Jessica’s assurancing reply was cut off by Clotworthy as he came rumbling from a back office, arms spread wide in welcome.
“Alan, me old!” Chute boomed, “You old tarpaulin man! Been cutting and thrusting with dog nappers, I heard? Give ye joy, my man, give ye joy!”
“Hallo, Clotworthy,” Lewrie replied, simply having to smile, for the old rogue
and “Captain Sharp” was the same as the day they’d been expelled from Harrow. “It’s good t’see you, again,” he added as they vigourously shook hands. Other shoppers in the emporium turned to peer at the noisy greeting, whispering to each other as they recognised Lewrie from the newspaper accounts.
“And Dame Lewrie, a delight to see you in my store, again, too,” Clotworthy went on, only slightly less loud, kissing the back of her hand. “And what brings two of my favourite people to my store?”

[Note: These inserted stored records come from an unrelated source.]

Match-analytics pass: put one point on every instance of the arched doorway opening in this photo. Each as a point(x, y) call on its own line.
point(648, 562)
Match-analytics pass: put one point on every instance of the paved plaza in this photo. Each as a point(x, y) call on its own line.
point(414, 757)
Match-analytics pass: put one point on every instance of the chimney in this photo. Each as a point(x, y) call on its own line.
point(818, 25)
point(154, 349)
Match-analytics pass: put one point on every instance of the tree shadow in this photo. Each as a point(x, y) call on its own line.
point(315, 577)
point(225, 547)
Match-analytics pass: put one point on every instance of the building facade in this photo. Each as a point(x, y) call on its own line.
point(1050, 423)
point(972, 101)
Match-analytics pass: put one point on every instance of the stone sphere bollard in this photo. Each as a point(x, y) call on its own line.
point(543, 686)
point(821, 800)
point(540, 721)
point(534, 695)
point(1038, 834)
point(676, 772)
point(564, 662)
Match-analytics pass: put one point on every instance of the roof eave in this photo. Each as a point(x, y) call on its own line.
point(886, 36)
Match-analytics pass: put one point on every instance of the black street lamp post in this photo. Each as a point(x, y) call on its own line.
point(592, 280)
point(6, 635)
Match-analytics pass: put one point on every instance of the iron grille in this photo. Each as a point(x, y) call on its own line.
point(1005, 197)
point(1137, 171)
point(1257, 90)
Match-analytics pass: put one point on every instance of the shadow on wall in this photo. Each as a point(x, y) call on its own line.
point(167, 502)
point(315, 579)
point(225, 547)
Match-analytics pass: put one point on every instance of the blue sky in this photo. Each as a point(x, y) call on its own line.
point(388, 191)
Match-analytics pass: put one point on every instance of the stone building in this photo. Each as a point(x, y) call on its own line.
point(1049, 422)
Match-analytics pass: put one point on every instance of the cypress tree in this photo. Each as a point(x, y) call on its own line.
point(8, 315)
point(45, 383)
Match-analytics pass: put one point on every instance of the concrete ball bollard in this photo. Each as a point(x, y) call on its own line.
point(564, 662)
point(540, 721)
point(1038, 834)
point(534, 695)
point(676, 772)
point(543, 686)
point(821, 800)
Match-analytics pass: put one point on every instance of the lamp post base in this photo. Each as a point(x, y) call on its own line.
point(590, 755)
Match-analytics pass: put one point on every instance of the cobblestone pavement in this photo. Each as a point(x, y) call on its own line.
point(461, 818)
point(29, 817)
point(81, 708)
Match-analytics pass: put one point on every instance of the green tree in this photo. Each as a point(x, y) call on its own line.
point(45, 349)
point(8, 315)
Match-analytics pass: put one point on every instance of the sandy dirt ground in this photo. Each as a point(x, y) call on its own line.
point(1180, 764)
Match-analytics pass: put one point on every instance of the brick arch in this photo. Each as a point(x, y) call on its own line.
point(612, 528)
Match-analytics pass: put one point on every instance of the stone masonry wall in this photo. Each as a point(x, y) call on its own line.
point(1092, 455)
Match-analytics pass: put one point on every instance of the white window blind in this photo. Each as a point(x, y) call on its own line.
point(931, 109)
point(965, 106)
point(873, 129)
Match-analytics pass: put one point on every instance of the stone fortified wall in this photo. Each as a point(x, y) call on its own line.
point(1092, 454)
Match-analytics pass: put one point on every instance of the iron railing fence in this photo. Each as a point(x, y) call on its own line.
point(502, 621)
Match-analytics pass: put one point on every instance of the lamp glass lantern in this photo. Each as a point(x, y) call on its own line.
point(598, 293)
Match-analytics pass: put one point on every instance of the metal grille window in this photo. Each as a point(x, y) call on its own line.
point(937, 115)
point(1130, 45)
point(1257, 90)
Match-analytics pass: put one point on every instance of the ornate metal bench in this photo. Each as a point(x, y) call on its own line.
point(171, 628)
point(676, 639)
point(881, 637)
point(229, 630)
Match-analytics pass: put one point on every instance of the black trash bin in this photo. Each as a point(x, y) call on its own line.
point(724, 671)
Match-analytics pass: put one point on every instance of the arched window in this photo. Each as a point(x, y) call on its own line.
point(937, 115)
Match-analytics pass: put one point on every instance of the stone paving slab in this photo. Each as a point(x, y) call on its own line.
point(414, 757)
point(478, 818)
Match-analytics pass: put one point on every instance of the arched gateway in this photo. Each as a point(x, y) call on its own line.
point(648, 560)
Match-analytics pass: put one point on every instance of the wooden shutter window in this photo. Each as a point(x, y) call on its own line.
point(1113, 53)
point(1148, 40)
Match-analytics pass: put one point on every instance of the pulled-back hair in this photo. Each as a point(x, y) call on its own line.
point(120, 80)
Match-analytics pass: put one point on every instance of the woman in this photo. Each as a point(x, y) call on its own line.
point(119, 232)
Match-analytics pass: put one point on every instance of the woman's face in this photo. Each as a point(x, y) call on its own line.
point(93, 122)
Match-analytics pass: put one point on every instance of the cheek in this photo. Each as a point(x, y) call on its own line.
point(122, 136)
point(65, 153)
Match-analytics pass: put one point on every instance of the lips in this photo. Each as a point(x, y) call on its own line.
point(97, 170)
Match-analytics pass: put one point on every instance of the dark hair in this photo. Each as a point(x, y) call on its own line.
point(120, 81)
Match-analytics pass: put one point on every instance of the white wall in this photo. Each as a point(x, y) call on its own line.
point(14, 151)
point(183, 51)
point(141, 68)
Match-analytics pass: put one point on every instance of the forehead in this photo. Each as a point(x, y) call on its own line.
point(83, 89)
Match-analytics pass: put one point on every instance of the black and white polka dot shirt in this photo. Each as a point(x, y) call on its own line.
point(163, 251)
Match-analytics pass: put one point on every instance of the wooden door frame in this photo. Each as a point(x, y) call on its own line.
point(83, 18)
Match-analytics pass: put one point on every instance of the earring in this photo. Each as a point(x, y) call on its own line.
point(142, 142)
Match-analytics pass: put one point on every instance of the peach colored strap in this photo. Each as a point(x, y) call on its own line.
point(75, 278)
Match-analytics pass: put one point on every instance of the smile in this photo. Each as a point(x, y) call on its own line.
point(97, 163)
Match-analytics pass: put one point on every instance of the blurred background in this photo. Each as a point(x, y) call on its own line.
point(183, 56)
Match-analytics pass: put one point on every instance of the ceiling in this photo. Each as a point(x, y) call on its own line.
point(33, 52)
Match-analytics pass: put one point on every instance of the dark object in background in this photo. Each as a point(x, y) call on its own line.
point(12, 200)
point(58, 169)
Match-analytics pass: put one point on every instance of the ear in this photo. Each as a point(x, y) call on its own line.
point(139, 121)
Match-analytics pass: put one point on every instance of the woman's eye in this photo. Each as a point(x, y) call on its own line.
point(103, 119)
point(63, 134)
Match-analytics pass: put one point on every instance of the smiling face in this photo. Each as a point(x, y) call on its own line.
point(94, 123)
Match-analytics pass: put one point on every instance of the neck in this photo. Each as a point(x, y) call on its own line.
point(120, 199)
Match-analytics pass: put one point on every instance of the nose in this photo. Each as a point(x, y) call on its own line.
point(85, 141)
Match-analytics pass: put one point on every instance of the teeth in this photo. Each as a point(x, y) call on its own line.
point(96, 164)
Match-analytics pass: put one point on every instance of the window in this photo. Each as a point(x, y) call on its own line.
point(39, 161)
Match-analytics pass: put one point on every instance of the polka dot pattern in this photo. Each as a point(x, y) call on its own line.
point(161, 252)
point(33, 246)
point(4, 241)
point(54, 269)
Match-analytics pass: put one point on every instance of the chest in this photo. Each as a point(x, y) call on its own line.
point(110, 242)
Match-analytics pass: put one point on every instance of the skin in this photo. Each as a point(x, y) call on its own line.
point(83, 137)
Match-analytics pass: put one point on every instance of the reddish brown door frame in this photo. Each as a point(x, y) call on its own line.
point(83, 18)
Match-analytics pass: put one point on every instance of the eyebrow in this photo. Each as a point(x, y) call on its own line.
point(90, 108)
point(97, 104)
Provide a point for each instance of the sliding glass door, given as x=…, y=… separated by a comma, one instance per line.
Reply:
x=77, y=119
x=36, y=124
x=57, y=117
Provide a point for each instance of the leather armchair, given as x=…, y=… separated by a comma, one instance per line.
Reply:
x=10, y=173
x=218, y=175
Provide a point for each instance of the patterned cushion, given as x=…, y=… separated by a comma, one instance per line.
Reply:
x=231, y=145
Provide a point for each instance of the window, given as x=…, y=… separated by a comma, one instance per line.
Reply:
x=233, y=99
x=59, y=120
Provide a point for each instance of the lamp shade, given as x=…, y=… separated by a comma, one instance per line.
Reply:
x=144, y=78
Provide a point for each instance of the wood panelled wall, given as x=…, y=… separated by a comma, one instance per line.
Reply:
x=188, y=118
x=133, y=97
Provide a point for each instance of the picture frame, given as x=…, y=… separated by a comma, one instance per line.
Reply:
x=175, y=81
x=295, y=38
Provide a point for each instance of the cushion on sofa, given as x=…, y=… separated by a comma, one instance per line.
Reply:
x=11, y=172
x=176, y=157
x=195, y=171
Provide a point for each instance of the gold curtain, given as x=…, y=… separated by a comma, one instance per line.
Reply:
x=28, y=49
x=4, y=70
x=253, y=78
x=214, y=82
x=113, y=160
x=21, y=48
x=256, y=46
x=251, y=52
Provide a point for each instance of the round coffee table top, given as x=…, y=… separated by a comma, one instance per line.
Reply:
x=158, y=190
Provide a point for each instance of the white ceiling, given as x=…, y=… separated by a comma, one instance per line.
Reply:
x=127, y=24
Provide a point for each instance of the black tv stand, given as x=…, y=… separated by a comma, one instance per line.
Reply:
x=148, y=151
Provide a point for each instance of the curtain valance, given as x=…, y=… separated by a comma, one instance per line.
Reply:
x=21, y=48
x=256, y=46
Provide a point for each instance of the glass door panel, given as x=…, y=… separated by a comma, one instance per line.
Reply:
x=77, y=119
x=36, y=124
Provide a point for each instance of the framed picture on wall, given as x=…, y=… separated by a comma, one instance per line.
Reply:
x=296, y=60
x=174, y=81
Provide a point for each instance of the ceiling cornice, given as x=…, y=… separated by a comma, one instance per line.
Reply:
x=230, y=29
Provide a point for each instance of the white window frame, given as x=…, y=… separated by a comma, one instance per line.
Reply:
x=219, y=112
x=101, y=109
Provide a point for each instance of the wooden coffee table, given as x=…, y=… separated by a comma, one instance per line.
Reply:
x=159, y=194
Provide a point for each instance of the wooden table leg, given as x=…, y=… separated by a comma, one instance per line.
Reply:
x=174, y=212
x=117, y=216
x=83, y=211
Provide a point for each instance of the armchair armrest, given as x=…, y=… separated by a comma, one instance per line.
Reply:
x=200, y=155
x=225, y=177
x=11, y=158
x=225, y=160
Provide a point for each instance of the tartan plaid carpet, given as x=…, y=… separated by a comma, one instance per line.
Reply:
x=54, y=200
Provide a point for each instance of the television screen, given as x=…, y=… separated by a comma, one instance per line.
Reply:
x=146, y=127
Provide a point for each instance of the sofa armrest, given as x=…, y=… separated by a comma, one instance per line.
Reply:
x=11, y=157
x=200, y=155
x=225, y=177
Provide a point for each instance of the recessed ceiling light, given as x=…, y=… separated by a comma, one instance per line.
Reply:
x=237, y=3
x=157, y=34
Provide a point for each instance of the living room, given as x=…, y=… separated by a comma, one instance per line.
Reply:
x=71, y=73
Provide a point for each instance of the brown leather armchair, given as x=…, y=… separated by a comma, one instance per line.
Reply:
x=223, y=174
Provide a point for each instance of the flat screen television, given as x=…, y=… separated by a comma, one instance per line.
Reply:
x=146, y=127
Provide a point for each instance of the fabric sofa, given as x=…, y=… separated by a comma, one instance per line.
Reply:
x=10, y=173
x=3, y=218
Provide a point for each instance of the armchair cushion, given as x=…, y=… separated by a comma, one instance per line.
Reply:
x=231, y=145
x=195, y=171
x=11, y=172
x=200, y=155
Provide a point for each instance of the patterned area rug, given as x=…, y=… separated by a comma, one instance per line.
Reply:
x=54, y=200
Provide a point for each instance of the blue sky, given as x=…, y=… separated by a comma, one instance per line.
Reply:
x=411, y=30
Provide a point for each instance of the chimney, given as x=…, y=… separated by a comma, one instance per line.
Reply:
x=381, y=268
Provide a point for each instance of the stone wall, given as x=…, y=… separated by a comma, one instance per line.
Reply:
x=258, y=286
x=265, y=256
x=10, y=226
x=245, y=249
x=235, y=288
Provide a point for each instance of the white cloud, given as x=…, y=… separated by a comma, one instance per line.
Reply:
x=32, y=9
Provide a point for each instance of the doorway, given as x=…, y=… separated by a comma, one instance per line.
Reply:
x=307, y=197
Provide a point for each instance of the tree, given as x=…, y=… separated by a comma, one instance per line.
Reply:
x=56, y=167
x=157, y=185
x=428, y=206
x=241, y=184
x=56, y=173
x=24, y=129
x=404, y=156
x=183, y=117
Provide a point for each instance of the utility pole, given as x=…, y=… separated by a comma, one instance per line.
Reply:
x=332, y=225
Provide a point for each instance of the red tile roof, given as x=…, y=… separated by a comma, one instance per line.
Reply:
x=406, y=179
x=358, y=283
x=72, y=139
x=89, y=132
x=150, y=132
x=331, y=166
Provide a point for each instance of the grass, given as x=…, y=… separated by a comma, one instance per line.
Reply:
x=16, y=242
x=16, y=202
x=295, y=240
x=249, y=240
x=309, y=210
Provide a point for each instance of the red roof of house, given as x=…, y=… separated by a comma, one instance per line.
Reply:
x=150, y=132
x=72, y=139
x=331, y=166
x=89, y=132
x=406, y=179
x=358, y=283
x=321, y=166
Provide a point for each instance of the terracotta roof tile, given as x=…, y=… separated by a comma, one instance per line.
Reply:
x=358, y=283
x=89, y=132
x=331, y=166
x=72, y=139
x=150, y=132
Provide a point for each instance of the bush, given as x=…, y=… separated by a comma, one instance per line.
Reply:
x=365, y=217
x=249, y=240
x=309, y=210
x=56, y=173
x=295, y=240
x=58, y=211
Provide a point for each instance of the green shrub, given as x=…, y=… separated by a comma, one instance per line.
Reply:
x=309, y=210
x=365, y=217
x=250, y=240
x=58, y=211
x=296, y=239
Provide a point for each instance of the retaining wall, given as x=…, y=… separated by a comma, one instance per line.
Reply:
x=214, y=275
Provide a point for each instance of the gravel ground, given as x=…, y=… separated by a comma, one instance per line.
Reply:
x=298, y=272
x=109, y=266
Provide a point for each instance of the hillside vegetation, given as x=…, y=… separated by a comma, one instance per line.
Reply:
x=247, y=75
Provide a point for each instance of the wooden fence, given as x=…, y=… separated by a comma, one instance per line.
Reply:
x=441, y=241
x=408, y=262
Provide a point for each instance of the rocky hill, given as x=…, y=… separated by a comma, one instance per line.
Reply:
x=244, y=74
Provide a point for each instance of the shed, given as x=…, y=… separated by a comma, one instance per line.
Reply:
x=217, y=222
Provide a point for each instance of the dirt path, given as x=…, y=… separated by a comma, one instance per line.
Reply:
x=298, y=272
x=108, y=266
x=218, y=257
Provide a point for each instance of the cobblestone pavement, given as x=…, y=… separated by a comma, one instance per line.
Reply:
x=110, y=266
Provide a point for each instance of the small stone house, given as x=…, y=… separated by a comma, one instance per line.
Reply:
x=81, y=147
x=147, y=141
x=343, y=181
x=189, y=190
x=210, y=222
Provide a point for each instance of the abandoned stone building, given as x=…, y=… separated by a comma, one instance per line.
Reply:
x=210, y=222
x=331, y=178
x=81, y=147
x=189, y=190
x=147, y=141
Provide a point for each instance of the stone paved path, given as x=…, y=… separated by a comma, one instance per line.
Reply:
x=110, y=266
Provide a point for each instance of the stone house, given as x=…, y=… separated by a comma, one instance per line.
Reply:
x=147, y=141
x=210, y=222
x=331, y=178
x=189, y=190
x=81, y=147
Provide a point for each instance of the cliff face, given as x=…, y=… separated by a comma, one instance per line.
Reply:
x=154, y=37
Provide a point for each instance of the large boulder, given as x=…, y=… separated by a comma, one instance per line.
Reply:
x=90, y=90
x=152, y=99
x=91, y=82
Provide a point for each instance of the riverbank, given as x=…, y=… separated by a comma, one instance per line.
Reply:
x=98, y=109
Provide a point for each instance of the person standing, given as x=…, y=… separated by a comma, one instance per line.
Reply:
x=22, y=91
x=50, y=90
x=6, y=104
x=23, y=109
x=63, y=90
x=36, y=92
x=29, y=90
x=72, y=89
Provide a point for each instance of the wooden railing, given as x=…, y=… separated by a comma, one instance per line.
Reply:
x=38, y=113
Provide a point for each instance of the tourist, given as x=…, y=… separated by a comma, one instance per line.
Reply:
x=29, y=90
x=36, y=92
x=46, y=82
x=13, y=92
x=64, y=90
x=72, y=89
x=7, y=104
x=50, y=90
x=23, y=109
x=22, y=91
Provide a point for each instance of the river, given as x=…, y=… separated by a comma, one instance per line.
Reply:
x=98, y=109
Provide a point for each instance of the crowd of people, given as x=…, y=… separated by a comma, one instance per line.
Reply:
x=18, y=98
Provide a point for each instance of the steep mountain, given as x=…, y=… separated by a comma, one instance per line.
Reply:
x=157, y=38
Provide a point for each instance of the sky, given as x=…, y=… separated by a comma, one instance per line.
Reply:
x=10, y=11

“Clotworthy, this is Pettus, our butler, and Lucy, Dame Lewrie’s maid,” Lewrie said, doing the introductions, “they are to be married soon, and we wish to furnish a separate lodging for them.”
“And you came to me, first, aha!” Clotworthy enthused. “Good! Topping! Capital! Table and chairs, settee and chairs, end tables and night tables, and most importantly, a bedstead. Come this way and let me show you what we have at the back of the store. I’m mortal-certain you’ll find what you like. Even some carpets for the parlour and bedchamber, to keep your feet warm in winter, too, perhaps?”
“Well, that would be nice, but…” Lucy tried to object at the expense.
“Nonsense, Lucy, let’s see what they have,” Jessica insisted.
She would brook no false modesty, no objections of “it’s too nice” or “it looks too expensive” from Lucy, and, slowly, furniture was gathered for the couple, with Jessica and Lucy beginning to compare tastes and laugh about the project. This left Lewrie little to do but dawdle round behind them for a time, then wander into the more expensive wings of Chute’s emporium.
“Almost done,” Clotworthy announced about an hour later, coming to join Lewrie with the bill. “I think we did them proud, Alan. All they need for a parlour, a bedchamber, and a place to dine, and it only comes to eighty-four pounds, eight shillings.”
“I’ll give you my note of hand on Coutts’ Bank,” Lewrie told him with a wince; Jessica’s “project” was more expensive than he’d imagined.
“And the delivery?” Clotworthy enquired.